Interestingly, I've been trying to find time to start an IBM Domino [ibm.com] based BBS for my neighborhood. Yes, I started an i-neighbors [i-neighbors.org] thingy, but it would still be cool to have our own local site. (rembering the good 'ol days [bbsdocumentary.com] of 300 baud dialup
Re:New concept same stuff... (Score:1, Informative)
Closed Circuit Network over the Internet? (Score:3, Informative)
Disclaimer: I've only read a little bit of their web site.
From what I've read and can guess, this sounds like a private version of an online service. Think 1990's AOL, only on a micro-scale: to access the private network, you must have the correct network addresses and be an approved member. The network doesn't allow messages originating from outside the network, nor I imagine, can you send messages to external addresses. (Anyone with more specifics, feel free to correct me.)
Sounds like they have some encryption and allow direct downloads within the private circle of members
Eh? This sounds extremely fishy. I'm sure the technologies being implemented here are nothing new.
Sounds like you are in a private country club and are only playing with other people who can enter the club. Nobody gets in and nobody leaves... including telephone calls or anything else... it's like the outside world no longer exists once you enter, and for those in the outside world, it's as though the private country club doesn't exist... and ne'er the two shall meet.
Seems to me that this is analogous to Closed Circuit TV but just running over the existing broadcast spectrum in encrypted form (or something along those lines).
But practically speaking, isn't this like operating your own version of Jabber, but crippling it with a "feature" that prevents you from contacting (receiving from and sending to) anyone who's not listed in your buddies list and also using the exact same version of Jabber client?
Re:New concept same stuff... (Score:2, Informative)
When I was in the navy, as a Radioman, we had a PLAD, or Plain Language Addressing System and it was/is a list of valid ship, shore, base, activity, and approved contractors. There were/are many other lists and layers of communications, but what I liked about it, and don't see a pervasive civilian parallel on a global scale, is that if you weren't on the list, you didn't get sent any messages, nor could you participate with the traffic flow (assuming you didn't crack the system or spoof an address, which would mean getting access to equipment, cyphers, codes, addresses, and pass off well enough to not arouse immediate suspicion...) Everything from operational to supply, administrative to medical, intelligence to routine reports, virtuall all of it was on an internal net.
Corporate/civilian e-mail systems can also do the same: Only Approved Vendors List contacts should be able to send or receive message traffic to one another. Traffice trying to come in is summarily logged, filed, and dealt with legally (spammers, etc.) or administratively (abusive employees, contractors).

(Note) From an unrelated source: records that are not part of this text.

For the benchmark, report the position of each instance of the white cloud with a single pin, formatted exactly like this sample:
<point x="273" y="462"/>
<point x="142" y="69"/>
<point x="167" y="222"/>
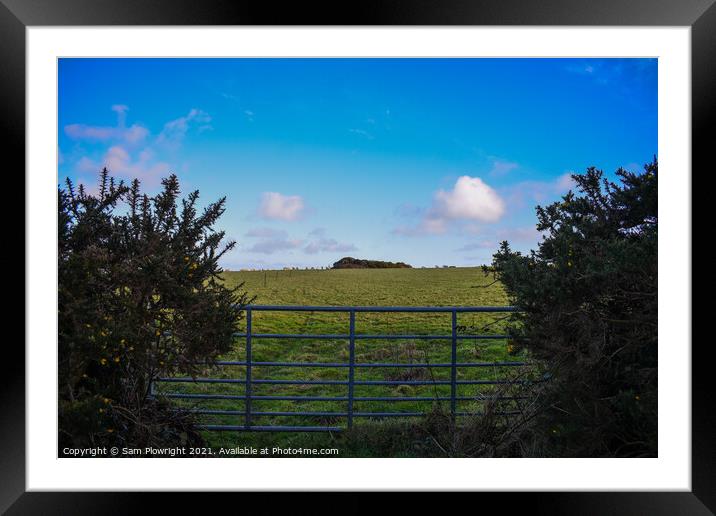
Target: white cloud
<point x="277" y="206"/>
<point x="122" y="165"/>
<point x="565" y="183"/>
<point x="500" y="167"/>
<point x="273" y="245"/>
<point x="328" y="245"/>
<point x="175" y="130"/>
<point x="132" y="135"/>
<point x="470" y="200"/>
<point x="265" y="233"/>
<point x="363" y="133"/>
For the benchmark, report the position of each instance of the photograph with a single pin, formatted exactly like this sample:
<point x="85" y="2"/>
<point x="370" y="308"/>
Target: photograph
<point x="357" y="257"/>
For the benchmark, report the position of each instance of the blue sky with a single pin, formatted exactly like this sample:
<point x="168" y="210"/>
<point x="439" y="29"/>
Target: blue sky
<point x="427" y="161"/>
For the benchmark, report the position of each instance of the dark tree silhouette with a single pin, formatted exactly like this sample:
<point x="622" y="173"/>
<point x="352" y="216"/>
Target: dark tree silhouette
<point x="589" y="296"/>
<point x="140" y="296"/>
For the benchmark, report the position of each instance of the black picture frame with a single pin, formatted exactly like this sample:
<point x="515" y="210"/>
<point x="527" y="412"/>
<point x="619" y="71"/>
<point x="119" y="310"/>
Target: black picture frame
<point x="700" y="15"/>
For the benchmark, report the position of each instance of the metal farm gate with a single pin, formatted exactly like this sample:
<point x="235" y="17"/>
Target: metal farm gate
<point x="347" y="414"/>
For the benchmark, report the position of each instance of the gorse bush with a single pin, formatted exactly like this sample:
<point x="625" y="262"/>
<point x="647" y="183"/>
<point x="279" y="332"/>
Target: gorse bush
<point x="589" y="295"/>
<point x="140" y="297"/>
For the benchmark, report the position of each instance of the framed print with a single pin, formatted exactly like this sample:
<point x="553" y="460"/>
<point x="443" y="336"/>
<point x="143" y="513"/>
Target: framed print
<point x="416" y="249"/>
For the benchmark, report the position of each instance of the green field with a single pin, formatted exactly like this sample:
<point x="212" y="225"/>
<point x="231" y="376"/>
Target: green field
<point x="374" y="287"/>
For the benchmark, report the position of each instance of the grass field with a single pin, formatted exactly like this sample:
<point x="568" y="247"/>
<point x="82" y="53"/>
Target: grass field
<point x="374" y="287"/>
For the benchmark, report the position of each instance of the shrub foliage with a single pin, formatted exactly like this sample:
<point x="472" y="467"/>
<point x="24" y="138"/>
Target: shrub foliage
<point x="589" y="295"/>
<point x="140" y="296"/>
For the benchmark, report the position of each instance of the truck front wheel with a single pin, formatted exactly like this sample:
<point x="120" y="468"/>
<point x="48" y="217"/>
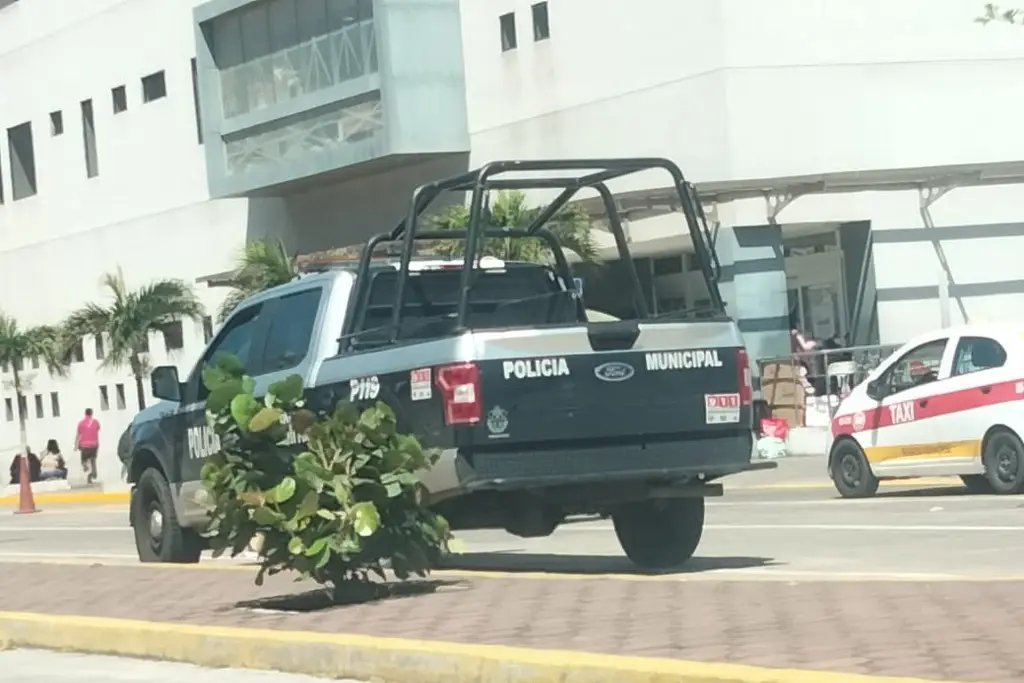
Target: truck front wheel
<point x="662" y="534"/>
<point x="159" y="537"/>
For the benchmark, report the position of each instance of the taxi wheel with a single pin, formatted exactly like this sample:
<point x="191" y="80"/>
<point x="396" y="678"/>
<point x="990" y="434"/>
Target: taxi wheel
<point x="850" y="472"/>
<point x="1004" y="459"/>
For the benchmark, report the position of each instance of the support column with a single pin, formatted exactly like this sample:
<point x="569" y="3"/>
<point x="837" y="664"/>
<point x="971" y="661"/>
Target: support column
<point x="754" y="288"/>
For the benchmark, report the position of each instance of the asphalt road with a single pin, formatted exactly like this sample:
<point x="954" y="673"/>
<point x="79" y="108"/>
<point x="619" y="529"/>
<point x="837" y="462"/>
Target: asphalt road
<point x="40" y="667"/>
<point x="773" y="524"/>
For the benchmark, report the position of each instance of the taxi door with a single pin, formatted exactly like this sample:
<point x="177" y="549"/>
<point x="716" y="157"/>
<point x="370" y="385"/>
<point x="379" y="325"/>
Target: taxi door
<point x="981" y="392"/>
<point x="904" y="438"/>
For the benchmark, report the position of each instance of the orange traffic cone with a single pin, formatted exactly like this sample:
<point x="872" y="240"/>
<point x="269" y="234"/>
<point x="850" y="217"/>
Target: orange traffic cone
<point x="26" y="501"/>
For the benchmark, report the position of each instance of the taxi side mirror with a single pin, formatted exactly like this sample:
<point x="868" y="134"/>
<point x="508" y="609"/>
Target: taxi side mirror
<point x="876" y="390"/>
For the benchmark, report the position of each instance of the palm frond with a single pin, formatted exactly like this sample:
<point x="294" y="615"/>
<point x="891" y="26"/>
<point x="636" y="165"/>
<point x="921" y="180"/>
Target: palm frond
<point x="130" y="317"/>
<point x="260" y="265"/>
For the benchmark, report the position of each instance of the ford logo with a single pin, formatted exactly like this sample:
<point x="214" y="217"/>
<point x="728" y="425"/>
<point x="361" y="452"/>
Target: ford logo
<point x="613" y="372"/>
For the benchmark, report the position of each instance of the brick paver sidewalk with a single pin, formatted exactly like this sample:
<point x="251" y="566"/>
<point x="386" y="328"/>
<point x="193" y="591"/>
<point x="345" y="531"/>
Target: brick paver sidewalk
<point x="948" y="630"/>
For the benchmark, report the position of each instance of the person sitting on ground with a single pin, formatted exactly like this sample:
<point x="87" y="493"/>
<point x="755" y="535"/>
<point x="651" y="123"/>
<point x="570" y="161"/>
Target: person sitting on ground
<point x="52" y="462"/>
<point x="35" y="467"/>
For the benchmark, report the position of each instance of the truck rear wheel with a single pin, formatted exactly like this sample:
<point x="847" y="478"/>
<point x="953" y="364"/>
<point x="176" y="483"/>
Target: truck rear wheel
<point x="159" y="537"/>
<point x="662" y="534"/>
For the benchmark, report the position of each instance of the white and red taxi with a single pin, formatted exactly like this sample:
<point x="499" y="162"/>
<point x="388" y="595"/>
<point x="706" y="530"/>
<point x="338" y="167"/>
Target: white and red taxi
<point x="948" y="402"/>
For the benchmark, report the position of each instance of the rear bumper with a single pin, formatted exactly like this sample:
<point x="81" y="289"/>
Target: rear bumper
<point x="676" y="461"/>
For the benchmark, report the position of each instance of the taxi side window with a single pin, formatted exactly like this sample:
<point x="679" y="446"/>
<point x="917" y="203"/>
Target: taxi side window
<point x="977" y="353"/>
<point x="916" y="367"/>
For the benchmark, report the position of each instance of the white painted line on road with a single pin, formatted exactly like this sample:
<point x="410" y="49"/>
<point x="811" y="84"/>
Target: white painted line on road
<point x="832" y="527"/>
<point x="993" y="501"/>
<point x="862" y="527"/>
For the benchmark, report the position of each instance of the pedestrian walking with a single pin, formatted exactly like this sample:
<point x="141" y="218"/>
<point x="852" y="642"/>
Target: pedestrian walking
<point x="87" y="443"/>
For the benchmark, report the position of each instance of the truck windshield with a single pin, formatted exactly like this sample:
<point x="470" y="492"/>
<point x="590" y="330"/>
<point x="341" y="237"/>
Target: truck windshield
<point x="518" y="295"/>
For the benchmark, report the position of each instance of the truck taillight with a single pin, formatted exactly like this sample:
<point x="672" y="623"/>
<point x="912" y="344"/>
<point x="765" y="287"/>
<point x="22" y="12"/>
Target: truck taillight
<point x="460" y="386"/>
<point x="743" y="377"/>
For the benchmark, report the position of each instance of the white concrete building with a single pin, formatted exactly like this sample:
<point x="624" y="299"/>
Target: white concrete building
<point x="159" y="135"/>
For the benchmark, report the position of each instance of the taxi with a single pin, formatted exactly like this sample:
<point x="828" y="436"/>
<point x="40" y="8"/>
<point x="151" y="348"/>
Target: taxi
<point x="947" y="402"/>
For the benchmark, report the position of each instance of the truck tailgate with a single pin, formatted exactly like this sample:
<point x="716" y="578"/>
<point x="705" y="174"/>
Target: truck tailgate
<point x="603" y="382"/>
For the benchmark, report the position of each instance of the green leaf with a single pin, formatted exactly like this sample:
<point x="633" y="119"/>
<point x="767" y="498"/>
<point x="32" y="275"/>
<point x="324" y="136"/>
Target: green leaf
<point x="317" y="546"/>
<point x="307" y="508"/>
<point x="366" y="518"/>
<point x="265" y="419"/>
<point x="302" y="420"/>
<point x="284" y="491"/>
<point x="289" y="389"/>
<point x="244" y="407"/>
<point x="266" y="516"/>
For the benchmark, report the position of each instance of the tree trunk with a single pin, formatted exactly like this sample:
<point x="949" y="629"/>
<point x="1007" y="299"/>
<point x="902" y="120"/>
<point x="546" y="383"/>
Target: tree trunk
<point x="23" y="427"/>
<point x="136" y="371"/>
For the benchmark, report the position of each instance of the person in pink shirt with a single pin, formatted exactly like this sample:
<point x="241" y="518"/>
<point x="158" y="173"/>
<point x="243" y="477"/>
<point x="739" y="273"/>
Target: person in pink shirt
<point x="87" y="443"/>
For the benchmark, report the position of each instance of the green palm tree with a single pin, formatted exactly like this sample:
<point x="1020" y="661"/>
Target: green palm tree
<point x="129" y="318"/>
<point x="509" y="210"/>
<point x="41" y="343"/>
<point x="261" y="264"/>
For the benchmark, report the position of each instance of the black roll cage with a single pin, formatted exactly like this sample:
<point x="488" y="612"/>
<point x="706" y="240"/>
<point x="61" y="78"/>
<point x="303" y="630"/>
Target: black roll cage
<point x="482" y="180"/>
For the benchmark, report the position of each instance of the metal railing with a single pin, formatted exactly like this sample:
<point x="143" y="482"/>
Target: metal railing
<point x="824" y="374"/>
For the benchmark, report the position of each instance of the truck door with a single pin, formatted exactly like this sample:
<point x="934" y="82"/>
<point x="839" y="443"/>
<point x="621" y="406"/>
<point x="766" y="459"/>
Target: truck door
<point x="241" y="336"/>
<point x="903" y="421"/>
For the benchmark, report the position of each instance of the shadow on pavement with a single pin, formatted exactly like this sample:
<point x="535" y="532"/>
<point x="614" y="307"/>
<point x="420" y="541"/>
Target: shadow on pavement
<point x="591" y="564"/>
<point x="349" y="594"/>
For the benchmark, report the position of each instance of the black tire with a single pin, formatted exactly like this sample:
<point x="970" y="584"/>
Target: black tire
<point x="850" y="472"/>
<point x="1004" y="460"/>
<point x="977" y="483"/>
<point x="171" y="542"/>
<point x="659" y="535"/>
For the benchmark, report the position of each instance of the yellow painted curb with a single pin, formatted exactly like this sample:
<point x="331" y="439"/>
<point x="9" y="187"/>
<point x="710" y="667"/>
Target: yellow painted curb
<point x="369" y="657"/>
<point x="73" y="497"/>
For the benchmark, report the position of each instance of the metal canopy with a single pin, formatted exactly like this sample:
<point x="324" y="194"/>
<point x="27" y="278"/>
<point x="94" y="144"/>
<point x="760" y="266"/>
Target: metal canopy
<point x="787" y="187"/>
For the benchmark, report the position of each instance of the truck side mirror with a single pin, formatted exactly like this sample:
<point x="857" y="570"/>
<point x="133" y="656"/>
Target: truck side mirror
<point x="165" y="384"/>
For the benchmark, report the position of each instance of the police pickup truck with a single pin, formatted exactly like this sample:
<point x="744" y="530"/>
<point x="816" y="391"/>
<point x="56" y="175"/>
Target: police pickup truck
<point x="540" y="414"/>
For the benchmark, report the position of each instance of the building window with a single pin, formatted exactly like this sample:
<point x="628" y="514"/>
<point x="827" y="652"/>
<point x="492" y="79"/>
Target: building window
<point x="120" y="98"/>
<point x="56" y="123"/>
<point x="541" y="29"/>
<point x="78" y="352"/>
<point x="199" y="111"/>
<point x="154" y="87"/>
<point x="507" y="23"/>
<point x="89" y="140"/>
<point x="22" y="154"/>
<point x="174" y="338"/>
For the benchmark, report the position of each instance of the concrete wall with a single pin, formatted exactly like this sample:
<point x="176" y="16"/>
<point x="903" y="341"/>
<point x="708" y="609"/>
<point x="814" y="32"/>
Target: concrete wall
<point x="729" y="89"/>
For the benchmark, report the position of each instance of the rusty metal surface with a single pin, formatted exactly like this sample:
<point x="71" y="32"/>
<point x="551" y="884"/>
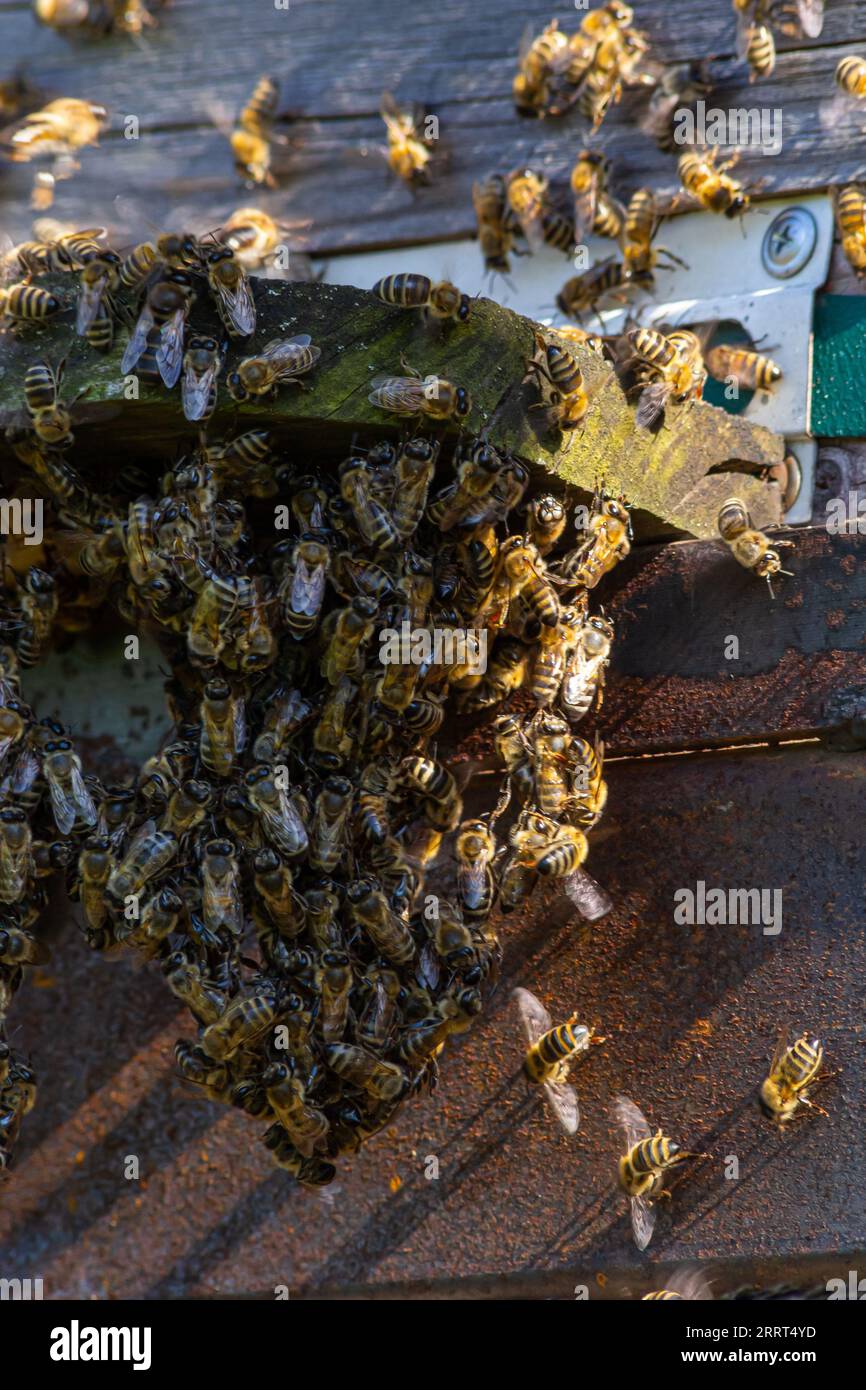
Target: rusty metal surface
<point x="691" y="1015"/>
<point x="676" y="609"/>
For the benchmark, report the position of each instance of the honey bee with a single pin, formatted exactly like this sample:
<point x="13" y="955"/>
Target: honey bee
<point x="708" y="181"/>
<point x="606" y="541"/>
<point x="241" y="1023"/>
<point x="202" y="366"/>
<point x="476" y="849"/>
<point x="794" y="1069"/>
<point x="280" y="815"/>
<point x="751" y="548"/>
<point x="149" y="852"/>
<point x="551" y="1055"/>
<point x="59" y="128"/>
<point x="409" y="148"/>
<point x="606" y="280"/>
<point x="850" y="205"/>
<point x="281" y="362"/>
<point x="676" y="364"/>
<point x="495" y="235"/>
<point x="164" y="317"/>
<point x="438" y="299"/>
<point x="231" y="289"/>
<point x="253" y="135"/>
<point x="47" y="414"/>
<point x="27" y="303"/>
<point x="355" y="1064"/>
<point x="642" y="1166"/>
<point x="416" y="395"/>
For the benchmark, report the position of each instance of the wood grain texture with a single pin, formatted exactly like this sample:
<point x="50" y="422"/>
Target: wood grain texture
<point x="677" y="608"/>
<point x="665" y="474"/>
<point x="334" y="59"/>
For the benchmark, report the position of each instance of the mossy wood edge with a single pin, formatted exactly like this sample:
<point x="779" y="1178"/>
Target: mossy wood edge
<point x="666" y="476"/>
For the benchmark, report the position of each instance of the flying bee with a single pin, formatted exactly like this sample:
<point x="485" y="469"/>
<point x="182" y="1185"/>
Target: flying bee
<point x="232" y="292"/>
<point x="57" y="129"/>
<point x="642" y="1166"/>
<point x="281" y="818"/>
<point x="761" y="52"/>
<point x="587" y="180"/>
<point x="47" y="414"/>
<point x="751" y="548"/>
<point x="27" y="303"/>
<point x="416" y="395"/>
<point x="606" y="541"/>
<point x="164" y="316"/>
<point x="794" y="1069"/>
<point x="71" y="802"/>
<point x="526" y="195"/>
<point x="253" y="135"/>
<point x="437" y="299"/>
<point x="751" y="370"/>
<point x="476" y="849"/>
<point x="495" y="235"/>
<point x="202" y="366"/>
<point x="638" y="234"/>
<point x="551" y="1055"/>
<point x="606" y="280"/>
<point x="709" y="182"/>
<point x="409" y="145"/>
<point x="850" y="206"/>
<point x="281" y="362"/>
<point x="674" y="362"/>
<point x="385" y="1080"/>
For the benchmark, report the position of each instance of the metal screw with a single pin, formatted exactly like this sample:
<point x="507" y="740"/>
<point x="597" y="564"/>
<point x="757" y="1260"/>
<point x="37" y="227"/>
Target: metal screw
<point x="788" y="242"/>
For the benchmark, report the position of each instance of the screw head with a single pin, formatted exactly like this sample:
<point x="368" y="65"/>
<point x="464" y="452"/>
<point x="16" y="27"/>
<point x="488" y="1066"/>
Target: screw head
<point x="788" y="242"/>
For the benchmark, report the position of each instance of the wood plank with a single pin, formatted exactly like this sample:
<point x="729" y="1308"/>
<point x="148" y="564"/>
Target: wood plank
<point x="801" y="663"/>
<point x="513" y="1203"/>
<point x="463" y="70"/>
<point x="665" y="474"/>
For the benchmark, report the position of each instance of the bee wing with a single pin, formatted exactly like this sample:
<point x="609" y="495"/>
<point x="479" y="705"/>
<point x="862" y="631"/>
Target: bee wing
<point x="781" y="1047"/>
<point x="138" y="339"/>
<point x="195" y="389"/>
<point x="563" y="1102"/>
<point x="82" y="799"/>
<point x="239" y="306"/>
<point x="631" y="1119"/>
<point x="642" y="1221"/>
<point x="307" y="588"/>
<point x="588" y="897"/>
<point x="690" y="1283"/>
<point x="533" y="1014"/>
<point x="63" y="806"/>
<point x="89" y="305"/>
<point x="170" y="353"/>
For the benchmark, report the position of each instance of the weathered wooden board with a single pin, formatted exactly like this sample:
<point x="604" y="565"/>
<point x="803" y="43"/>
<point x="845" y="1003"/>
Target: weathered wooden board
<point x="690" y="1014"/>
<point x="801" y="659"/>
<point x="665" y="474"/>
<point x="334" y="59"/>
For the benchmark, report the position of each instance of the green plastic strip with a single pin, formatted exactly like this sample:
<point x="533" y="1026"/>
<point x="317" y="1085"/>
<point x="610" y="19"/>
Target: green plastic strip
<point x="838" y="366"/>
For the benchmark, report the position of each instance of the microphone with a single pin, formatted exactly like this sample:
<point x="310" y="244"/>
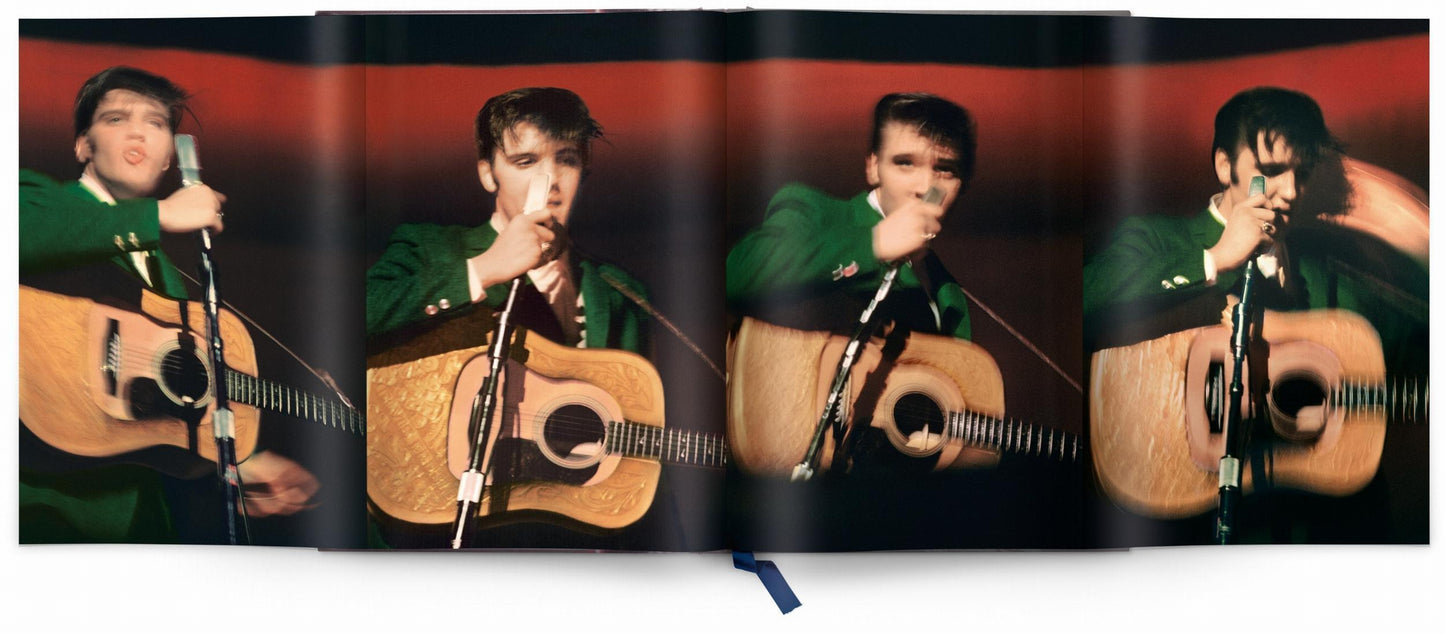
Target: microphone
<point x="188" y="159"/>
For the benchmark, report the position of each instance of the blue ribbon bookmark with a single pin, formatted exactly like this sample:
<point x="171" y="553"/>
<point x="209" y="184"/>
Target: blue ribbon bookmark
<point x="770" y="576"/>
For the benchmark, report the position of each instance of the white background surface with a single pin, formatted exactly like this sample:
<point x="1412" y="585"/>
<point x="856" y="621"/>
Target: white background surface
<point x="130" y="588"/>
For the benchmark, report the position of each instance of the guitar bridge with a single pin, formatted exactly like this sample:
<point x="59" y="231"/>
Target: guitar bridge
<point x="110" y="357"/>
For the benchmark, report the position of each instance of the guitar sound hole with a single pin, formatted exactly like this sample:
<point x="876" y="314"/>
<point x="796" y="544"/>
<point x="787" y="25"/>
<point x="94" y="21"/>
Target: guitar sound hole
<point x="915" y="413"/>
<point x="1295" y="392"/>
<point x="184" y="376"/>
<point x="574" y="433"/>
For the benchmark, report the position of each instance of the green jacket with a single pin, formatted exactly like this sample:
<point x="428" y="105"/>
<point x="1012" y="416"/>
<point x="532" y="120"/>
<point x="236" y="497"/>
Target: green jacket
<point x="65" y="227"/>
<point x="1155" y="265"/>
<point x="809" y="265"/>
<point x="422" y="275"/>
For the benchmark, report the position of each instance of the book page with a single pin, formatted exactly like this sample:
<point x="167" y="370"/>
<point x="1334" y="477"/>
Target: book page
<point x="580" y="155"/>
<point x="114" y="394"/>
<point x="1334" y="397"/>
<point x="963" y="418"/>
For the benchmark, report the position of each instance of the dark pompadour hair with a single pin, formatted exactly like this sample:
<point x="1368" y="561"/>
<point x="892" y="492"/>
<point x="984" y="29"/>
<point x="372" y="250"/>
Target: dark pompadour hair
<point x="555" y="111"/>
<point x="937" y="119"/>
<point x="133" y="80"/>
<point x="1278" y="113"/>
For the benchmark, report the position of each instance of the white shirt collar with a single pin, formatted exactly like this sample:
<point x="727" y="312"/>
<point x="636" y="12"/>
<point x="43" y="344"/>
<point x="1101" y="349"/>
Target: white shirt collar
<point x="874" y="204"/>
<point x="1269" y="262"/>
<point x="97" y="189"/>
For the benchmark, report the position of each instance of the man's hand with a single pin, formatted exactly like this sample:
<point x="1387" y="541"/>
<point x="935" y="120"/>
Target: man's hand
<point x="518" y="249"/>
<point x="1244" y="233"/>
<point x="906" y="230"/>
<point x="276" y="485"/>
<point x="191" y="208"/>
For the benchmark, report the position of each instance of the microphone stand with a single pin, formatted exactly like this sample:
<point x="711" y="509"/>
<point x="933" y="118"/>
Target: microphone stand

When I temped at Bay Networks back around 1994 we were using SoftArc's (from Canada) First Class mailing system. It was e-mail, browsing, BBS, archives, discussion groups, forums and more. It was not POP, so we had to log on to see messages. Metaphorically, what I liked was that messages "hung from a tree" and all concerned could log in and see the ONE COPY. If you deleted it, you only realy deleted you "pointer" to it. This eliminated the abusive or brain-dead approach of emailing a copy to EVERY employee. To me, that's DUMB. Only remote, off-line users need a hard/duplicate copy. The rest can read the single, original or updated version.
Every case of prior art should be exhaustively dug up to prevent asinine patents from being sought, considered or awarded.